5.3 Variance Corridor

±25 to ±41 percent
Travel has the most unstable reasoning paths across the cohort.


6. Cross Sector Insights: What the Benchmarks Reveal

6.1 Surface Visibility Is a Misleading Indicator

CPG appears strongest on first-turn surfaces but performs worst on persistence. Finance, with lower initial recall, is more reliable by the fifth turn. Travel sits at the intersection: high surface exposure and high volatility.

6.2 Sector Exposure Is Endogenous to Model Architecture

Visibility is shaped by how assistants route entities, resolve ambiguity, and integrate retrieval signals.
• CPG → noise from broad product universes
• Finance → stability from structured entity sets
• Travel → fragmentation from multi-hop routing and contextual safety layers

6.3 PSOS Without AVII Produces Systematic Errors

Relying only on PSOS creates:
• Overestimation of CPG reliability
• Underestimation of Finance durability
• Misclassification of Travel volatility as random rather than structural

AVII is required to interpret PSOS correctly.

6.4 Governance Exposure Differs by Sector

• CPG: disclosure risk from volatility and false positives
• Finance: lower visibility risk, higher scrutiny on factual integrity
• Travel: high-risk sector requiring continuous monitoring, not periodic checks

These differences matter for FY26 audit and risk reporting.


7. Enterprise Application Framework

7.1 Risk Thresholds

Benchmarks serve as guardrails. Values substantially outside sector ranges signal meaningfully elevated exposure.

7.2 FY26 Audit Alignment

AVII ranges map directly to reproducibility and traceability requirements under emerging assurance expectations.

7.3 Operational Prioritisation

• CPG requires stability remediation
• Finance requires outcome-layer integrity checks
• Travel requires continuous monitoring

7.4 Forecasting and Capital Allocation

Visibility volatility should be treated as part of revenue at risk modelling. Sector differences directly influence projection confidence intervals.
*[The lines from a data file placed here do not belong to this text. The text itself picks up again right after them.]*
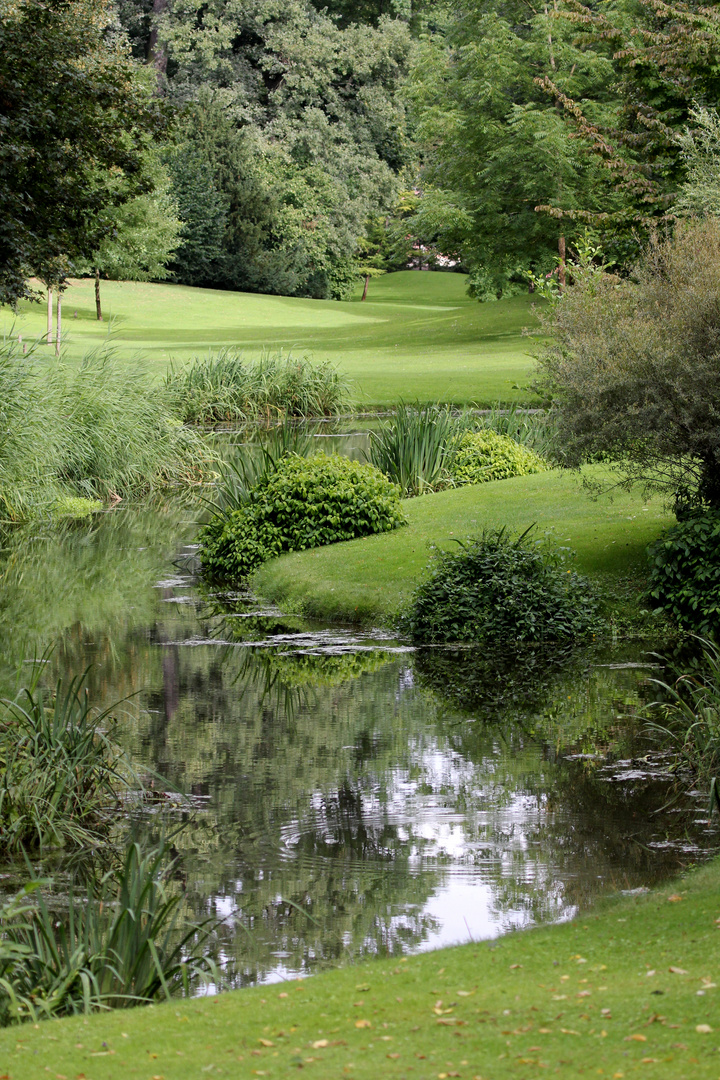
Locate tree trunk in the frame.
[55,288,63,356]
[148,0,167,81]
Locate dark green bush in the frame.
[402,529,598,643]
[200,454,405,579]
[450,428,548,484]
[647,510,720,634]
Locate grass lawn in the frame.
[0,270,535,408]
[253,470,674,623]
[0,860,720,1080]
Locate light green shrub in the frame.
[450,429,549,484]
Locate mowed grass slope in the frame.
[0,860,720,1080]
[253,469,669,626]
[0,271,536,408]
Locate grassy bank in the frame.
[0,860,720,1080]
[0,271,534,408]
[253,471,670,623]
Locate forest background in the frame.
[0,0,720,314]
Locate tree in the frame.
[79,151,182,319]
[0,0,163,305]
[540,217,720,511]
[411,0,613,298]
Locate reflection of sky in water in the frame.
[0,501,715,983]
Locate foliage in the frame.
[450,428,547,484]
[400,529,598,643]
[540,218,720,509]
[200,454,405,580]
[146,0,411,299]
[0,338,212,523]
[0,843,214,1024]
[0,0,162,305]
[368,402,462,496]
[0,676,137,855]
[647,510,720,634]
[648,638,720,781]
[165,349,349,423]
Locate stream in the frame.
[0,419,718,986]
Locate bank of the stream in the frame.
[252,467,674,625]
[0,860,720,1080]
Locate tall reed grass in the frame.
[366,402,462,496]
[0,843,216,1026]
[0,676,140,855]
[165,349,350,423]
[0,338,213,524]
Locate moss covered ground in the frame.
[253,469,674,623]
[0,270,536,408]
[0,860,720,1080]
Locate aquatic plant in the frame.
[646,637,720,784]
[0,843,215,1025]
[200,454,405,580]
[0,675,140,854]
[400,528,599,643]
[165,349,350,423]
[367,402,470,496]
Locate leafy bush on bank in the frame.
[165,349,350,423]
[647,510,720,634]
[450,428,548,484]
[400,529,598,643]
[200,454,405,580]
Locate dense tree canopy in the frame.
[0,0,161,303]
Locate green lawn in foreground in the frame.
[0,270,536,408]
[253,470,673,623]
[0,860,720,1080]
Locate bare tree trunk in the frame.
[148,0,167,80]
[95,267,103,323]
[55,288,63,356]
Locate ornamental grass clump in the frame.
[200,454,405,580]
[450,428,549,485]
[400,529,599,643]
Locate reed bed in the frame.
[165,349,350,423]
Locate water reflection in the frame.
[0,507,715,983]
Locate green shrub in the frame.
[165,349,349,423]
[450,428,548,484]
[200,454,405,579]
[400,529,598,643]
[647,510,720,634]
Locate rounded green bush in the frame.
[450,428,549,484]
[402,529,598,643]
[646,510,720,634]
[200,454,406,579]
8. Conclusion: Sector Evidence Must Replace General Visibility Claims

The evidence shows that visibility does not generalise across sectors. Without benchmarks, enterprises misjudge stability, misread volatility, and make incorrect assumptions about exposure.

Sector variance is now a governance variable.

PSOS measures presence.

AVII measures integrity.

Used together, they provide the evidential foundation required for FY26 oversight, reporting, and operational control.